Miller found American venture capitalists to be “very formulaic in what they wanted to invest in.” Mostly, they wanted assurances that they would have an exit – that is, an ability to sell their shares and, ideally, chalk up a gain – within five to ten years. And that’s just not possible in a developing economy such as China’s, Miller argued.
Steve Sammut, a venture partner at Burrill & Co. and a lecturer at Wharton, seconded Miller’s remarks. “There’s a groupthink among VCs; they’re interested only in a finite number of business models,” he said. “And if you are trying to build a national economy, the last thing you want is to adopt a Silicon Valley model of venture capital. We are building the industry de novo in China, and we will need new approaches.”
Miller conceded, however, that venture capitalists need to have clear exits, even if the investment horizons are greater in China. As of today, the Chinese financial markets aren’t developed enough to give them many options.
“Right now, we’re at the low point in terms of exit availability,” he noted. The Hong Kong Stock Market has opened its doors to mainland companies.
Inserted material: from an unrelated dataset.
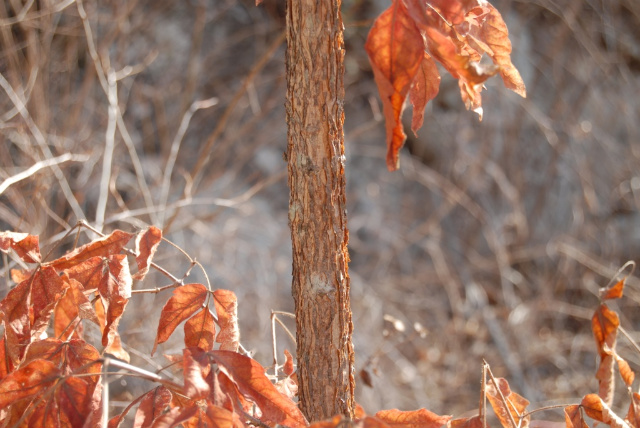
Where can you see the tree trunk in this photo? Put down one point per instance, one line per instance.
(317, 207)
And as companies from the People’s Republic sell stock there, venture capitalists should be able to sell their shares. The trouble is, some foreign investors are wary of stocks traded on the Hong Kong exchange because its registration requirements aren’t as strict as those of the New York Stock Exchange and the NASDAQ. According to Miller, The People’s Republic has a stock exchange of its own, but “it’s been primarily a vehicle for state-owned companies to sell shares. It’s a highly manipulated market with relatively high P/E ratios. But as foreign investors start pressing for reform, that will become a major source of raising capital from the Chinese consumer.”
A third exit option for Chinese companies is to be acquired.
Until capital markets become well established, the Chinese may have to rely largely on themselves – and on relatives abroad – to finance their ventures, the panelists agreed. That’s what they have done historically, said Lee, who was born in China. “There are 55 million overseas Chinese, and they have always been a big source for repatriation [of money].”
Added Avison: “For many years, we saw a lot of people leaving China, but now we are seeing people staying in the U.S. for awhile and then taking their expertise back home. That intellectual capital is going to build a bridge. Financial capital is very important, but it’s not only dollars China needs. It’s also people with financial knowledge.”